Detected 4 CUDA devices.
id pci-bus name
---------------------------------------------------------------
0 0000:03:00.0 GeForce GTX 1080 Ti
1 0000:04:00.0 GeForce GTX 1080 Ti
2 0000:81:00.0 GeForce GTX 1080 Ti
3 0000:82:00.0 GeForce GTX 1080 Ti
---------------------------------------------------------------
Devices specified: 1, 2, 3
Devices 1, 2, 3 will be enabled now.
This can be changed later using --update
---------------------------------------------------------------
Worker will be registered with SSD cache location /data/cryosparc_cache
---------------------------------------------------------------
Autodetecting the amount of RAM available...
This machine has 128.65GB RAM .
---------------------------------------------------------------
---------------------------------------------------------------
Registering worker...
Done.
You can now launch jobs on the master node and they will be scheduled
on to this worker node if resource requirements are met.

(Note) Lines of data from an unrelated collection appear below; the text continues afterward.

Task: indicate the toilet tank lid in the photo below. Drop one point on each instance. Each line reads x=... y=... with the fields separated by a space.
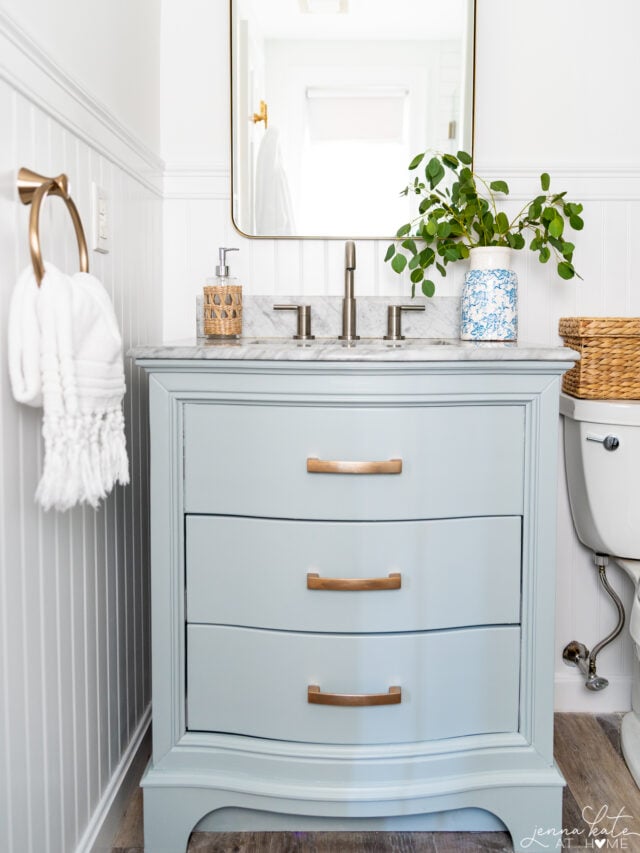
x=601 y=411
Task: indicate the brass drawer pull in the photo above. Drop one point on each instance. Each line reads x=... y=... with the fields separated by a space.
x=393 y=581
x=329 y=466
x=316 y=697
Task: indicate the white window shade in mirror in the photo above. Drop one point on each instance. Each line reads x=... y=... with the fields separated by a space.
x=330 y=102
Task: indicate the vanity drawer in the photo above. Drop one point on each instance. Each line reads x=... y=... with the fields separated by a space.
x=452 y=684
x=253 y=572
x=456 y=460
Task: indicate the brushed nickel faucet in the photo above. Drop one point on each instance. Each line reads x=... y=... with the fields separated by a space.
x=349 y=315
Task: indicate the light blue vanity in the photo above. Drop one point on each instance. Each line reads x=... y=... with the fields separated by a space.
x=352 y=650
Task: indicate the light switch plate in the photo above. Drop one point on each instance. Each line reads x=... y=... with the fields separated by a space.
x=101 y=220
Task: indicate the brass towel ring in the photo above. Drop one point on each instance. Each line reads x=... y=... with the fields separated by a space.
x=32 y=188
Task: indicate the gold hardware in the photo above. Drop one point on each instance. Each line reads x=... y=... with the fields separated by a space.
x=263 y=115
x=328 y=466
x=393 y=581
x=33 y=188
x=316 y=697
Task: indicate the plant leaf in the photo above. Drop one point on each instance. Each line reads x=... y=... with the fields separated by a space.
x=502 y=223
x=556 y=227
x=566 y=270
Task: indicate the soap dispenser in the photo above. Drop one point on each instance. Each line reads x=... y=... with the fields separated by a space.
x=223 y=301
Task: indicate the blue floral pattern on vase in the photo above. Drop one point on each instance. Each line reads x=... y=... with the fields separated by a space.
x=489 y=308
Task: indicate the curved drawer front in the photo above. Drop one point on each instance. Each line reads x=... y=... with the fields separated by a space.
x=452 y=684
x=457 y=460
x=253 y=572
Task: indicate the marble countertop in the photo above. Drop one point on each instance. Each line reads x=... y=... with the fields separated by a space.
x=366 y=349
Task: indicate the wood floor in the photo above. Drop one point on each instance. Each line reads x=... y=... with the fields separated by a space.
x=599 y=788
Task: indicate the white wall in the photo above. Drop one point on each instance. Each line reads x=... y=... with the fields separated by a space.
x=556 y=89
x=111 y=50
x=74 y=626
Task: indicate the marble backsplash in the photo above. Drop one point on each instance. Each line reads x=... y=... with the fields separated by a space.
x=440 y=319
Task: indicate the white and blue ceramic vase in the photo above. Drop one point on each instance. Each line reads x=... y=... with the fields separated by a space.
x=489 y=308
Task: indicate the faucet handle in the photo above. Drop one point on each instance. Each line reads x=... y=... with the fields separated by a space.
x=394 y=320
x=349 y=255
x=304 y=320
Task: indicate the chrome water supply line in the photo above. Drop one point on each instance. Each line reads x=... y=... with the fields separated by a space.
x=577 y=654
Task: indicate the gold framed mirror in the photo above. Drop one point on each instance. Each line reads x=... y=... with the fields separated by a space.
x=331 y=99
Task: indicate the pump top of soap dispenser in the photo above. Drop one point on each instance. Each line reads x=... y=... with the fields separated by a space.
x=222 y=270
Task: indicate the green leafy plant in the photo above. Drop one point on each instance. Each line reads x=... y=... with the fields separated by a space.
x=457 y=216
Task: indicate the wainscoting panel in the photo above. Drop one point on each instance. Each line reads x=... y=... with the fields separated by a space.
x=74 y=586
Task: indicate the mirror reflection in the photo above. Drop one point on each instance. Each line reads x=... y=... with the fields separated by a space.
x=330 y=101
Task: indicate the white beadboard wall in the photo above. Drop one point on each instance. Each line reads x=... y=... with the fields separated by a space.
x=74 y=624
x=531 y=116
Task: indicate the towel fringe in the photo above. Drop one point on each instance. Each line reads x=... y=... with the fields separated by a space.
x=85 y=456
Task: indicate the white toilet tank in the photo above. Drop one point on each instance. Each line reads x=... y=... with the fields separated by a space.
x=604 y=485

---------------------------------------------------------------
Final configuration for dragon
cache_path : /data/cryosparc_cache
cache_quota_mb : None
cache_reserve_mb : 10000
desc : None
gpus : [{'id': 1, 'mem': 11721506816, 'name': 'GeForce GTX 1080 Ti'}, {'id': 2, 'mem': 11721506816, 'name': 'GeForce GTX 1080 Ti'}, {'id': 3, 'mem': 11721506816, 'name': 'GeForce GTX 1080 Ti'}]
hostname : dragon
lane : gtx1080
monitor_port : None
name : dragon
resource_fixed : {'SSD': True}
resource_slots : {'CPU': [0, 1, 2, 3, 4, 5, 6, 7, 8, 9, 10, 11, 12, 13, 14, 15, 16, 17, 18, 19, 20, 21, 22, 23, 24, 25, 26, 27, 28, 29, 30, 31, 32, 33, 34, 35, 36, 37, 38, 39, 40, 41, 42, 43, 44, 45, 46, 47, 48, 49, 50, 51, 52, 53, 54, 55, 56, 57, 58, 59, 60, 61, 62, 63, 64, 65, 66, 67, 68, 69, 70, 71, 72, 73, 74, 75, 76, 77, 78, 79, 80, 81, 82, 83, 84, 85, 86, 87], 'GPU': [1, 2, 3], 'RAM': [0, 1, 2, 3, 4, 5, 6, 7, 8, 9, 10, 11, 12, 13, 14, 15]}
ssh_str : cryosparcuser@<real ip here>
title : Worker node dragon
type : node
worker_bin_path : /home/cryosparcuser/cryosparc_app/cryosparc_worker/bin/cryosparcw
---------------------------------------------------------------
Is it now ensured that all workers can access CryoSPARC master ports using the cmm-1
hostname?
yes, I can e.g. ping them:
[cryosparcuser@dragon ~]$ ping cmm1
PING cmm-1 (10.55.229.12) 56(84) bytes of data.
64 bytes from cmm-1 (10.55.229.12): icmp_seq=1 ttl=61 time=0.476 ms
64 bytes from cmm-1 (10.55.229.12): icmp_seq=2 ttl=61 time=0.512 ms
or check if the ports are accessible:
[cryosparcuser@dragon ~]$ for p in `seq 39000 1 39010`; do printf "$p "; if $(nc -zv 10.55.229.12 $p &> /dev/null); then echo available; else echo unavailable; fi; done
39000 available
39001 available
39002 available
39003 available
39004 unavailable
39005 available
39006 available
39007 unavailable
39008 unavailable
39009 unavailable
39010 unavailable
ports 39004 and 39007-39010 are actually allowed on cmm-1
host too, but I believe there are no services running.